This Jupyter notebook describes the steps necessary to take to get and plot stock data using Python. There is a standout package in Python called pandas-datareader, which provides simple interface for getting data from Google finance, Yahoo! finance, World Bank etc.
To start using pandas-datareader (assuming it is already installed in our computer), we fist need to import the library. As it has quite long name, we will import it as web (shorter name).
In [1]:
import pandas_datareader.data as web
The DataReader function from above imported library provides the data on stocks available in Google/Yahoo! finance. Hence, the function takes to mandatory arguments: name of the stock (name is a text/string, so it shoulg be in quotes) and name of the website (which is again string, so again we should use quotes).

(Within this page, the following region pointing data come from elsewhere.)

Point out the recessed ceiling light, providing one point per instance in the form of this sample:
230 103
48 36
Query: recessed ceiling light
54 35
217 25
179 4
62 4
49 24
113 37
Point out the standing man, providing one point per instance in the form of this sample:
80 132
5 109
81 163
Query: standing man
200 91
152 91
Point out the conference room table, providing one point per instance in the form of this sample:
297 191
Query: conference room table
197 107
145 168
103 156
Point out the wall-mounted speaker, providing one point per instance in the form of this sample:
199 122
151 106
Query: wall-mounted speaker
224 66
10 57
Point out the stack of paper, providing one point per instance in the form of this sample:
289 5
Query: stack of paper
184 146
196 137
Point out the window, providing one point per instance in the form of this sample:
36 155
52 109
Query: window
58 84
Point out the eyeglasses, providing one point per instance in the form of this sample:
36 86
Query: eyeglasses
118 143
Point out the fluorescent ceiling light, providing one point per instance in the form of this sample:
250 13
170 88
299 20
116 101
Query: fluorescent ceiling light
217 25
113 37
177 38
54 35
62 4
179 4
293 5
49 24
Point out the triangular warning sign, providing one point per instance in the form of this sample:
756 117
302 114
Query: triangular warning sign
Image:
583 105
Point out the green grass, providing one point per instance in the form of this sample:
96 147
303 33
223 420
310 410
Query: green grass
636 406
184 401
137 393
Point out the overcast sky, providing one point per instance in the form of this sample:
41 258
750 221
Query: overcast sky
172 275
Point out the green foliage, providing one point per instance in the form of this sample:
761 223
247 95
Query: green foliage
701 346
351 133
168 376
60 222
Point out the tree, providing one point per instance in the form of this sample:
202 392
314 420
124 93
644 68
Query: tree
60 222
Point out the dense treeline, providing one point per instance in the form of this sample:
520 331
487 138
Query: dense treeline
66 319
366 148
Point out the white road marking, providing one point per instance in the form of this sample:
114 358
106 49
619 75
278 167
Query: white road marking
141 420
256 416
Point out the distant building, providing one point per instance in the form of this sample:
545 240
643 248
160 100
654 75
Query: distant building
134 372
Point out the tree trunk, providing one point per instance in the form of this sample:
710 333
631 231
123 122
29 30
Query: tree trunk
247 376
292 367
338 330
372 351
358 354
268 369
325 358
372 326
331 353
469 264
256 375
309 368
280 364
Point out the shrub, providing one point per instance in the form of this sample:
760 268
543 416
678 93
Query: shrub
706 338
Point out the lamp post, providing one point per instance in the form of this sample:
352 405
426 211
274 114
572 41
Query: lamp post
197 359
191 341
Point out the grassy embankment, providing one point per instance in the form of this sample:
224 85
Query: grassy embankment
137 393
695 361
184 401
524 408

Let's get the IBM stock data from Google Finance.
In [2]:
data = web.DataReader("IBM","google")
So now, the IBM stock data is already downloaded and saved in our variable called data. To view the first 5 observations/raws of the data, the function head() can be used:
In [3]:
data.head()
Out[3]:
Please note, that the function head() above gives the very first 5 observations by default (whenever we do not explicitly mention anything else inside brackets). If one is interested in viewing the very first 10 observations, that's also doable. THe only necessary step to take is to give 10 as an argument to our head() function:
In [4]:
data.head(10)
Out[4]:
Similarly, one can view the very last 5 or 10 observations by just using the tail() function, instead of head():
In [5]:
data.tail()
Out[5]:
The type of resulted datasets (i.e. the type of the variable called data) is knows as DataFrame as it represents the data inside a frame. We could also learn about that by using the type() function.
In [6]:
type(data)
Out[6]:
The DataFrames are very user friendly types wo work with. Many operatinos on DataFrames are similar to this we did with lists. For example, if one is interested in choosing only one column of the DataFrame, s/he just needs to put square brackets and name of the chosen column side (note, name is a string, so it should be inside quotes):
In [7]:
data["Open"]
Out[7]:
Similarly, one can choose to show only selected rows from the DataFrame (note, this operation work for Year and Month arguments only):
In [8]:
data["2015-05"]
Out[8]:
A specific date range is also acceptable as an input:
In [9]:
data["2015-05":"2016-05"]
Out[9]:
So now let's move forward and plot the data we received. For ploting purposes, the matplotlib.pyplot library is usually used in python. Let's import it first. As it has quite a long name, we will call it plt inside our Jupyter notebook.
In [10]:
import matplotlib.pyplot as plt
Let's first make some sample plot, and then move to our dataset. To make a plot and show it one needs to use two functions from plt: plt.plot() and plt.show().
In [11]:
# a sample plot of bisector line
plt.plot([1,2,3,4],[1,2,3,4])
plt.show()
Please note, that without the plt.show() function the plot would be generated but shown. This is sometimes useful when you want to generate a plot and save it, instead of showing it. However, if one wants to always show the plotted graphs, s/he could just put the following arguments when importing the matplotlib.pyplot library:
''' %matplotlib inline '''
This arguments tells Jupyter notebook to show inline (inside the notebook) all the generated plots. So if one has that argument, there is no need for typing plt.show() every single time.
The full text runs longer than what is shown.